BEIJING - JULY 22: (CHINA OUT) A clerk counts stacks of Chinese yuan at a bank on July 22, 2005 in Beijing, China. The People's Bank of China, the central bank, announced on July 21 to scrap the yuan's decade-old peg to the U.S. dollar, and in stead phase in a flexible mechanism of the yuan exchange rates. The exchange rate of yuan vs U.S. dollar was announced at 8.11 vs 1 on July 22. (Photo by China Photos/Getty Images)

 

Bloomberg

China is breaking out its mouthpieces — and wallet — as it seeks to soothe investors in the face of tighter financial market regulations.
The central bank-run Financial News urged stock investors not to overreact to tougher regulations in front-page commentary on Wednesday.

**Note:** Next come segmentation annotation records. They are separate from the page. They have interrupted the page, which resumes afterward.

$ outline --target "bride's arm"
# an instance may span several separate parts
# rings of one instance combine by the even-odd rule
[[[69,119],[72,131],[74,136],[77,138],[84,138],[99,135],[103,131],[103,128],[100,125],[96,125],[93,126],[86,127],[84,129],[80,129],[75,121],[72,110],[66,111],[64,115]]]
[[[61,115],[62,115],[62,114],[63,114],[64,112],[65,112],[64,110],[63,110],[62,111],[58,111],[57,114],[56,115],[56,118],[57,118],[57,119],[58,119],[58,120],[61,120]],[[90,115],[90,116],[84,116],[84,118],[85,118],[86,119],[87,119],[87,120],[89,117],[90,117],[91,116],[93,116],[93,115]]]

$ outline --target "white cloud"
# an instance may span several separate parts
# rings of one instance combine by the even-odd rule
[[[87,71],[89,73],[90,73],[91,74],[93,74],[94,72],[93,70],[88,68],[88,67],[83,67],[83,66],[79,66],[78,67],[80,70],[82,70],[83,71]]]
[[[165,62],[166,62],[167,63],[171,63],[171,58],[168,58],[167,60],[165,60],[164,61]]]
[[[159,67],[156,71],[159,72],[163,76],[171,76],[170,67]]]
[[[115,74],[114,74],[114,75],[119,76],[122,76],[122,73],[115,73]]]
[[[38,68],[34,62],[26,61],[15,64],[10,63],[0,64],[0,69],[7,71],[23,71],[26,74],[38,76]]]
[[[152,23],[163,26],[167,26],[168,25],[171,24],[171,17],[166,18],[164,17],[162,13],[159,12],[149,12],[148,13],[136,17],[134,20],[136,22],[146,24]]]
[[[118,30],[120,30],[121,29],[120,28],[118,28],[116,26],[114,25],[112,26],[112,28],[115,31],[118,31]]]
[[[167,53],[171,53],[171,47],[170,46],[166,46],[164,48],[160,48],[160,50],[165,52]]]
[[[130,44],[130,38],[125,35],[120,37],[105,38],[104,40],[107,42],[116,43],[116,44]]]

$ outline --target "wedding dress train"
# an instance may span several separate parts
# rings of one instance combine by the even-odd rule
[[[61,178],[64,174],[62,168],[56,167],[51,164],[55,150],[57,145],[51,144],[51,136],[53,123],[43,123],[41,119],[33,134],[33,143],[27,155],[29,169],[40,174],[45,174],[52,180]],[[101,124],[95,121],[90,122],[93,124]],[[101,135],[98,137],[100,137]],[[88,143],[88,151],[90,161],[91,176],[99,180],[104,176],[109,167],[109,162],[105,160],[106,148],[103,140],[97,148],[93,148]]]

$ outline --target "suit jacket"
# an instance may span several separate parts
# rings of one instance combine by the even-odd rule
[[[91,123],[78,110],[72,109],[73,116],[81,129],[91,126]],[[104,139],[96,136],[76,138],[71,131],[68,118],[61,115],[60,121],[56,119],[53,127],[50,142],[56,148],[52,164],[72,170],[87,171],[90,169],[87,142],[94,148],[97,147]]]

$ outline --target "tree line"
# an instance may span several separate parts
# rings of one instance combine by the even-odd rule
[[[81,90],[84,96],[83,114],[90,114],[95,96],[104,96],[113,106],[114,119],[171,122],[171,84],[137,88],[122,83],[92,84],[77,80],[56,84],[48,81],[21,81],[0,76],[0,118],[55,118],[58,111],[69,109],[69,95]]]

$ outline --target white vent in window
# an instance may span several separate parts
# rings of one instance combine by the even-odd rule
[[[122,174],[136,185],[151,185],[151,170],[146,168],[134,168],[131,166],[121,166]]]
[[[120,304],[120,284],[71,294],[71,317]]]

The monetary authority will prevent swings in liquidity from exceeding tolerable levels, the official Xinhua News Agency-owned China Securities Journal added in a separate front-page opinion piece. The People’s Bank of China then injected more cash into the financial system through open-market operations on Wednesday than on any day since January as the benchmark government bond yield climbed to the highest level in two years.

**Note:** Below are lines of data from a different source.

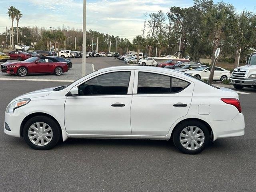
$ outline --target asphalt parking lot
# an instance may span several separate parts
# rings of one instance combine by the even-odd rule
[[[124,64],[111,58],[87,61],[95,70]],[[3,128],[5,109],[13,98],[66,82],[0,83]],[[51,150],[36,151],[2,129],[0,191],[256,191],[256,90],[238,92],[245,135],[217,140],[196,155],[181,153],[170,141],[151,140],[70,139]]]

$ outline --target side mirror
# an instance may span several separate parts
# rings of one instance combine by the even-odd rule
[[[70,91],[70,94],[73,96],[78,95],[78,88],[77,87],[73,87]]]

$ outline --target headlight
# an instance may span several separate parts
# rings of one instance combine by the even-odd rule
[[[26,98],[26,99],[19,99],[16,101],[14,101],[13,102],[10,103],[6,108],[6,113],[13,113],[14,112],[14,110],[17,108],[23,106],[29,102],[31,100],[29,98]]]
[[[256,74],[252,74],[250,76],[249,78],[256,78]]]

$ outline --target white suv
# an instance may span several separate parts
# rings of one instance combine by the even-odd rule
[[[128,66],[15,98],[4,132],[37,150],[68,138],[118,138],[171,140],[195,154],[210,140],[243,135],[244,120],[230,90],[173,70]]]

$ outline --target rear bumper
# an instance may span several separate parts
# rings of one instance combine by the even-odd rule
[[[220,138],[238,137],[244,134],[244,118],[240,113],[232,120],[211,121],[213,140]]]

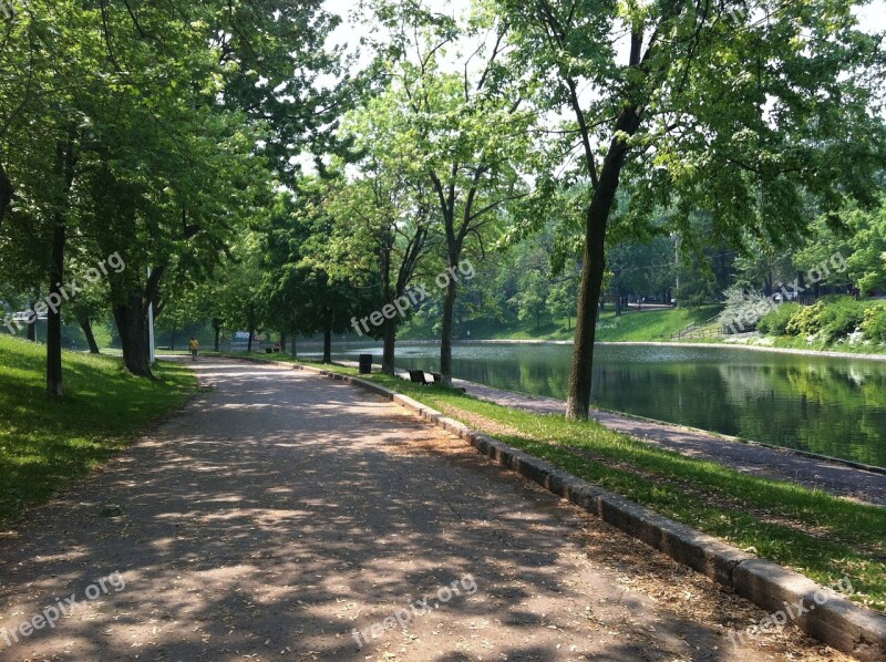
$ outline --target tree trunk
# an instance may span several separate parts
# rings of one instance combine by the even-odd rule
[[[147,346],[147,309],[142,294],[132,293],[125,303],[115,306],[114,321],[123,346],[123,365],[134,375],[153,376]]]
[[[323,329],[323,363],[332,363],[332,327]]]
[[[381,371],[384,374],[394,374],[394,353],[396,346],[396,318],[384,320],[384,350],[382,351]]]
[[[64,278],[64,247],[66,244],[64,221],[58,218],[52,230],[50,249],[49,297],[54,303],[47,313],[47,393],[51,397],[62,397],[62,294],[61,282]]]
[[[455,260],[457,268],[459,261]],[[452,267],[450,260],[450,267]],[[446,293],[443,296],[443,329],[440,334],[440,374],[443,376],[443,384],[452,386],[452,321],[455,312],[456,282],[450,279],[446,286]]]
[[[86,316],[78,318],[80,328],[83,329],[83,335],[86,337],[86,344],[90,345],[90,354],[99,354],[99,343],[95,342],[95,334],[92,332],[92,322]]]
[[[615,194],[615,189],[612,190]],[[575,349],[569,374],[569,397],[566,417],[586,421],[590,406],[590,386],[594,369],[594,338],[597,331],[597,302],[600,298],[606,267],[606,216],[598,216],[597,205],[588,209],[585,238],[585,267],[578,294],[578,313],[575,322]],[[617,297],[620,307],[620,297]]]

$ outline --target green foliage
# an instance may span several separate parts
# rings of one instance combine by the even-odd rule
[[[763,297],[759,292],[745,291],[739,286],[729,288],[724,294],[725,306],[718,321],[729,333],[753,331],[774,306],[767,297]]]
[[[800,303],[789,301],[766,313],[756,324],[756,330],[767,335],[787,335],[787,324],[801,311]]]
[[[825,342],[841,340],[857,331],[865,320],[865,303],[853,297],[825,297],[823,302],[820,324]]]
[[[862,331],[868,340],[886,343],[886,307],[872,306],[865,310]]]
[[[795,308],[784,323],[783,333],[797,337],[818,334],[825,343],[833,343],[855,332],[862,325],[866,308],[863,301],[856,301],[853,297],[825,297],[813,306]],[[773,321],[773,324],[782,322],[782,317],[779,314],[777,322]]]
[[[194,373],[163,363],[154,380],[120,361],[64,352],[66,396],[45,396],[40,345],[0,335],[0,521],[47,501],[183,405]]]

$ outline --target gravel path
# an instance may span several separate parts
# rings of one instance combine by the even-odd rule
[[[846,660],[791,629],[733,647],[762,611],[381,399],[196,370],[179,415],[0,535],[0,660]]]
[[[523,395],[461,380],[453,382],[463,386],[471,395],[512,408],[539,414],[562,414],[565,408],[562,401],[553,397]],[[629,434],[668,451],[717,462],[739,472],[800,483],[831,494],[886,506],[886,474],[805,457],[790,451],[746,444],[667,423],[632,418],[600,410],[591,410],[590,413],[596,421],[616,432]]]

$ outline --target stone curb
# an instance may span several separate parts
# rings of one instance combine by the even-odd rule
[[[343,381],[381,395],[472,444],[481,454],[568,499],[604,521],[732,588],[771,614],[790,610],[806,634],[863,662],[886,660],[886,617],[855,604],[804,575],[721,542],[691,527],[577,478],[553,464],[484,435],[415,400],[365,380],[309,365],[265,361]],[[801,609],[802,603],[802,609]],[[802,612],[802,613],[800,613]],[[738,638],[744,633],[736,632]]]

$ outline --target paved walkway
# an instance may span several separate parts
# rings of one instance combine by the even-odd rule
[[[0,535],[0,660],[845,660],[733,647],[762,611],[381,399],[196,370],[212,390]]]
[[[481,400],[512,408],[540,414],[562,414],[565,408],[562,401],[553,397],[523,395],[462,380],[453,380],[453,383],[463,386],[467,393]],[[886,506],[886,474],[806,457],[790,451],[745,444],[678,425],[632,418],[600,410],[591,410],[590,413],[596,421],[611,430],[641,438],[668,451],[717,462],[755,476],[800,483],[831,494]]]

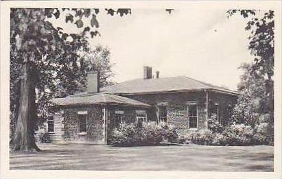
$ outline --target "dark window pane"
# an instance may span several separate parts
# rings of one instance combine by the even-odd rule
[[[87,128],[86,117],[87,117],[87,115],[78,115],[78,120],[80,122],[80,132],[86,132],[86,128]]]
[[[159,110],[161,121],[167,122],[167,107],[160,106]]]
[[[189,119],[189,128],[197,128],[197,106],[189,105],[188,106],[188,119]]]
[[[197,106],[196,105],[189,105],[188,110],[189,110],[189,116],[196,116],[197,115]]]
[[[54,132],[54,117],[48,117],[48,132]]]

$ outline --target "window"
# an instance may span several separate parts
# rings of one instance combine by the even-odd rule
[[[218,122],[220,123],[220,113],[219,113],[219,106],[218,103],[211,104],[210,104],[210,109],[209,109],[209,118],[215,117]]]
[[[78,114],[78,121],[80,123],[80,132],[86,132],[87,131],[87,113]]]
[[[158,106],[158,115],[160,117],[160,122],[167,122],[167,110],[166,106]]]
[[[48,132],[54,132],[54,116],[48,117]]]
[[[139,122],[145,122],[147,121],[147,113],[145,110],[136,110],[136,123]]]
[[[124,121],[122,121],[124,117],[124,110],[116,110],[115,111],[115,121],[117,126],[122,123]]]
[[[188,125],[189,128],[197,128],[198,109],[196,104],[188,105]]]

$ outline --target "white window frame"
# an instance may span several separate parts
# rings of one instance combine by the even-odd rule
[[[123,119],[124,119],[124,110],[116,110],[115,111],[115,115],[121,115],[121,123],[124,123],[124,121],[123,121]]]
[[[53,120],[49,120],[49,117],[51,117],[53,118]],[[53,121],[53,131],[49,131],[49,121]],[[47,119],[47,130],[48,133],[54,133],[55,132],[55,120],[54,115],[48,115],[48,119]]]
[[[147,122],[147,112],[145,110],[135,110],[135,123],[138,123],[138,121],[141,119],[145,119],[145,121]],[[145,117],[138,117],[138,115],[145,115]]]
[[[197,119],[197,127],[196,128],[190,128],[190,126],[189,126],[189,120],[190,120],[190,119],[189,119],[189,106],[196,106],[196,114],[197,114],[197,115],[196,115],[196,119]],[[188,117],[188,128],[189,129],[189,130],[198,130],[198,105],[197,105],[197,104],[196,103],[190,103],[190,104],[187,104],[187,117]]]
[[[167,106],[158,106],[158,123],[161,123],[161,108],[165,108],[166,109],[166,112],[165,112],[165,119],[166,119],[166,122],[167,123]]]
[[[79,115],[86,115],[86,131],[82,131],[80,132],[80,121],[79,121],[79,123],[80,123],[80,132],[78,134],[87,134],[87,126],[88,126],[88,115],[87,115],[88,112],[87,110],[79,110],[78,111],[78,121],[79,121]]]

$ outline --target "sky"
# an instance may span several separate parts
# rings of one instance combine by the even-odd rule
[[[176,9],[169,14],[163,9],[132,9],[122,17],[102,12],[97,19],[101,36],[89,42],[110,49],[115,82],[142,78],[148,65],[161,77],[185,75],[235,90],[242,73],[238,67],[253,59],[246,20],[228,19],[226,10]]]

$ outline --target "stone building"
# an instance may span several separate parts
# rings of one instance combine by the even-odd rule
[[[53,142],[91,141],[106,144],[120,123],[166,122],[179,132],[208,128],[211,115],[226,124],[240,94],[187,77],[159,77],[144,67],[143,78],[99,87],[89,73],[87,91],[54,99],[48,132]]]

“Policy makers are trying to send a very clear signal — they do not want a disorderly deleveraging process,” said Tommy Xie, an economist in Singapore at Oversea-Chinese Banking Corp.

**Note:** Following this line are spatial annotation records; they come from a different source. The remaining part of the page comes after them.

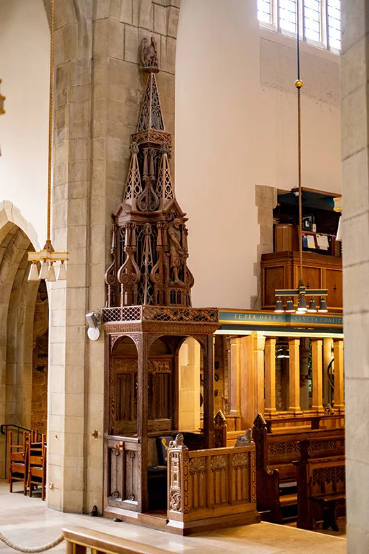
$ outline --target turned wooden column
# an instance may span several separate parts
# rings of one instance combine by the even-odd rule
[[[326,338],[323,339],[323,405],[327,406],[328,402],[332,403],[330,394],[330,385],[328,381],[328,366],[333,358],[333,339]]]
[[[310,339],[300,339],[300,406],[303,411],[309,407],[309,355]]]
[[[264,348],[265,337],[253,333],[253,363],[255,375],[255,414],[264,415]]]
[[[313,363],[313,405],[312,410],[323,413],[323,341],[312,339],[312,357]]]
[[[253,332],[239,339],[240,348],[241,425],[253,427],[260,412],[264,415],[264,346],[265,337]]]
[[[277,413],[276,407],[276,339],[265,339],[265,413]]]
[[[301,413],[300,406],[300,339],[289,339],[289,406],[294,415]]]
[[[343,340],[333,343],[334,355],[334,411],[345,411],[343,392]]]
[[[240,417],[240,339],[227,339],[228,352],[228,415],[238,421]],[[235,430],[237,429],[235,425]]]

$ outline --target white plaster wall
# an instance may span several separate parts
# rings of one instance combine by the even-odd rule
[[[341,190],[338,57],[303,45],[303,186]],[[255,186],[297,185],[296,41],[259,28],[256,0],[182,0],[176,192],[194,305],[250,307]],[[252,306],[251,306],[252,307]]]
[[[0,0],[0,202],[46,239],[50,33],[42,0]]]

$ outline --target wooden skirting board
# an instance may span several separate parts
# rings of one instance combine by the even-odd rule
[[[141,525],[158,531],[171,533],[174,535],[180,535],[185,537],[195,533],[210,531],[223,527],[232,527],[240,525],[250,525],[258,524],[260,521],[260,515],[257,510],[247,512],[244,514],[233,514],[231,515],[219,516],[218,517],[208,517],[206,519],[197,519],[195,521],[174,521],[168,519],[166,512],[163,512],[162,515],[154,513],[140,514],[129,512],[127,510],[120,510],[108,507],[104,510],[104,517],[109,518],[119,518],[125,523]]]

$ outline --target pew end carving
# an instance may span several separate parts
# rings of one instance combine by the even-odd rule
[[[260,521],[255,446],[189,451],[181,434],[168,449],[168,525],[183,534]]]

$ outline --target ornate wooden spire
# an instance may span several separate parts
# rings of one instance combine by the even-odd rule
[[[137,132],[147,131],[149,129],[155,129],[156,131],[164,130],[156,79],[153,71],[149,73]]]
[[[107,306],[190,306],[193,277],[187,267],[186,214],[170,171],[172,136],[165,130],[155,74],[154,38],[140,47],[147,82],[123,202],[114,215],[112,263],[105,274]]]

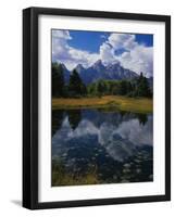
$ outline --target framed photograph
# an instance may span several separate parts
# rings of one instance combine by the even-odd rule
[[[171,17],[23,11],[23,206],[171,200]]]

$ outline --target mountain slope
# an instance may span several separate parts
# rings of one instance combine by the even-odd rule
[[[62,64],[62,67],[64,71],[65,82],[67,82],[71,72],[68,72],[64,64]],[[98,60],[88,68],[85,68],[82,64],[78,64],[75,69],[78,72],[80,78],[86,85],[99,79],[122,80],[138,77],[135,72],[124,68],[120,63],[103,65],[101,60]]]

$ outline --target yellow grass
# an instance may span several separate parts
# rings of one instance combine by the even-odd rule
[[[111,108],[136,113],[151,113],[152,99],[104,95],[101,98],[52,99],[52,108]]]

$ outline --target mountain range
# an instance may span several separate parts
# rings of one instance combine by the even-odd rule
[[[65,82],[68,82],[71,72],[66,68],[66,66],[61,63]],[[133,79],[138,77],[138,74],[124,68],[120,63],[103,65],[101,60],[98,60],[90,67],[85,68],[82,64],[78,64],[75,69],[79,74],[80,78],[86,85],[95,82],[99,79],[108,79],[108,80],[122,80],[122,79]]]

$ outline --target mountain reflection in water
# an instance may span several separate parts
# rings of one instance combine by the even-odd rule
[[[96,170],[97,183],[152,181],[152,114],[52,111],[52,176],[61,176],[59,162],[75,180]],[[52,186],[83,183],[52,181]]]

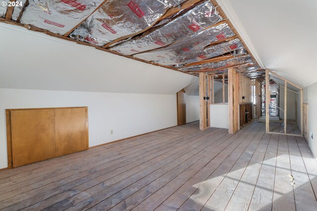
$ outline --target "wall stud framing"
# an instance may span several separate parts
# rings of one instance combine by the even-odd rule
[[[265,70],[265,131],[269,132],[269,106],[270,102],[269,92],[269,74],[268,70]]]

“But investors are still concerned about policy risks, so any news on tighter regulation can still trigger quick market volatility in the near term.”
Mainland China’s benchmark Shanghai Composite Index retreated 2.1 percent in April amid spiking bond yields as regulators overseeing banking, insurance and securities trading issued a flurry of directives, targeting everything from excessive borrowing to speculation in equities. The efforts won the central government’s public endorsement last week as top
leaders including President Xi Jinping chaired a gathering to discuss “safeguarding national financial-market security” on April 25.
Citing a poem by Chairman Mao Zedong, the Financial News commentary urges investors to be more forward looking and to avoid creating short-term market fluctuations that could become obstacles as authorities tighten regulations. China Securities Journal, a newspaper the nation’s stocks, banking and insurance regulators use to disclose information, argued in its piece that orderly deleveraging “fits everybody’s interests,” and extreme volatility is unlikely.
The China Securities Regulatory Commission said in a statement on its official Weibo microblog on Wednesday that it’s going to strictly supervise the stock market and make preventing financial risks more of a priority. The securities regulator will safeguard the nation’s financial security by maintaining stability in the capital markets, according to the statement.
The PBOC injected a net 140 billion yuan ($20.3 billion) into the banking system with open-market operations on Wednesday in the largest single-day addition since January 19. The benchmark one-year government bond yield extended its increase from a two-year high, while the seven-day repurchase rate jumped amid concerns that the central bank may have refrained from rolling over previous cash injections maturing on Wednesday. The Shanghai Composite Index retreated 0.3 percent by the close.